MATH2019 is a Mathematics Level II course which is only available to students for whom it is specifically required as part of their program. There is an online equivalent course MATH2018.

Units of credit: 6

Prerequisites: MATH1231 or MATH1241 or MATH1251 or DPST1014

Exclusions: MATH2018, MATH2221, MATH2121, MATH2011, MATH2111

Equivalent: MATH2018

Cycle of offering: Term 1 

Graduate attributes: The course will enhance your research, inquiry and analytical thinking abilities.

More information: The Course Outline contains information about course objectives, assessment, course materials and the syllabus.

Important additional information as of 2023

UNSW Plagiarism Policy

The University requires all students to be aware of its policy on plagiarism.

For courses convened by the School of Mathematics and Statistics no assistance using generative AI software is allowed unless specifically referred to in the individual assessment tasks.

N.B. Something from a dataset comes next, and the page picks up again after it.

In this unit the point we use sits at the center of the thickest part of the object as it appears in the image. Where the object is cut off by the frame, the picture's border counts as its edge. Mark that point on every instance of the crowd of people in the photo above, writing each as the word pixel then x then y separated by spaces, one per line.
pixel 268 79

If its use is detected in the no assistance case, it will be regarded as serious academic misconduct and subject to the standard penalties, which may include 00FL, suspension and exclusion.

The Online Handbook entry contains up-to-date timetabling information.

If you are currently enrolled in MATH2019, you can log into UNSW Moodle for this course.

Course aims

This course is designed to introduce students of Engineering to some mathematical tools and analytical reasoning that may be related to, and useful in, their future professions. The course features the mathematical foundations on which some of the world's engineering advancements have rested on, or are related to. The course is not designed to be over-technical in terms of theoretical mathematics, rather it features a range of highly useful concepts that are at the core of applied mathematics.

Course description

Partial differentiation and applications, vector algebra, double integrals, ordinary differential equations, introduction to vector field theory, extrema of functions of 2 variables, matrices and their applications, Laplace transforms, Fourier series, partial differential equations and their solution for selected physical problems.

Note: Available only to students for whom it is specifically required as part of their program. MATH2018 is equivalent to MATH2019.